Я бросила веник на пол и вытащила флешку.
– И это ты собираешься учить меня морали?
– Что это? – Он протянул руку, но я резко убрала флешку за спину.
– Ты знаешь.
– Без понятия.
– Ваши с Надей похождения.
– Извини, Микки, я не понимаю, чего ты хочешь. – Томаш улыбнулся.
– Я хочу, чтобы ты во всем сознался! – выпалила я на одном дыхании, совершенно не подготовившись. Думала вывести его из себя, но он не поддался, только задумчиво нахмурился.
– Сознался в чем?
– В том, что это ты ее убил.
Я внимательно следила за его реакцией. Очевидно, что он напрягся, но очень старался этого не показывать, поэтому, улыбаясь, продолжал смотреть мне прямо в глаза, как это делают животные, когда решают, стоит ли им напасть или лучше отступить.
– Неожиданно. И зачем мне это?
– Откуда я знаю? Возможно, из ревности или потому, что ты маньяк.
Встряхнув головой, он неожиданно рассмеялся, как если бы вдруг сообразил, что это розыгрыш.
– Мне ничего не стоит пойти сейчас в полицию и отдать им эту флешку.
– Можешь объяснить, что на ней?
– Там запись вашего с Надей секса.
– Не может быть. Покажи!
Он снова протянул руку. Взгляд у него был медленный, но движения быстрые. Я отпрянула. Снисходительная улыбочка наконец-то стерлась с его лица. Он явно разволновался.

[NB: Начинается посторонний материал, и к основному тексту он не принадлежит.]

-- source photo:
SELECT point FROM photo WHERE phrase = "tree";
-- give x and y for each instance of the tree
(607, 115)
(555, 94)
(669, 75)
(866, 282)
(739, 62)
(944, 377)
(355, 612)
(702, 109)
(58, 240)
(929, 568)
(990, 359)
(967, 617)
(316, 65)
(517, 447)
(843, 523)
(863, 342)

– Где ты это взяла и зачем она тебе?
– Пойду с ней в полицию.
Его плечистая фигура, закрывающая дверной проем, казалось, выросла до размеров кухни и угрожающе нависла надо мной.
– Считаешь, это доказывает мою виновность?
– Пусть полиция разбирается, – откликнулась я как можно беспечнее.
Уловка сработала. Впервые я видела на его лице нечто большее, чем демонстративное равнодушие.
– Скажи просто, что тебе нужно. Ведь что-то нужно, да? Иначе ты не провоцировала бы здесь меня, а была уже в полиции! – Он перевел дыхание.
– На что это я тебя провоцирую? Теперь ты и меня, как Надю, трахнешь и бросишь в колодец?
На секунду он словно провалился в свои мысли, а после короткой паузы вынырнул.
– Тебя? Нет. Чего ты хочешь?
– А что ты можешь предложить?
Пора было переходить к разговору о растяжке, но злить его было забавно.
Однако Томаш отступил. Вышел в коридор. Постоял там какое-то время, успокаиваясь, затем стал обуваться.
– Ты куда? – Я выбежала следом. – Мы не договорили.
– Ты несешь какую-то чушь. У тебя ничего на меня нет. Докажешь – будем разговаривать.
– И ты вот так просто уйдешь?
– Мне здесь больше делать нечего! – Он сорвал куртку с вешалки и вышел, громко хлопнув дверью.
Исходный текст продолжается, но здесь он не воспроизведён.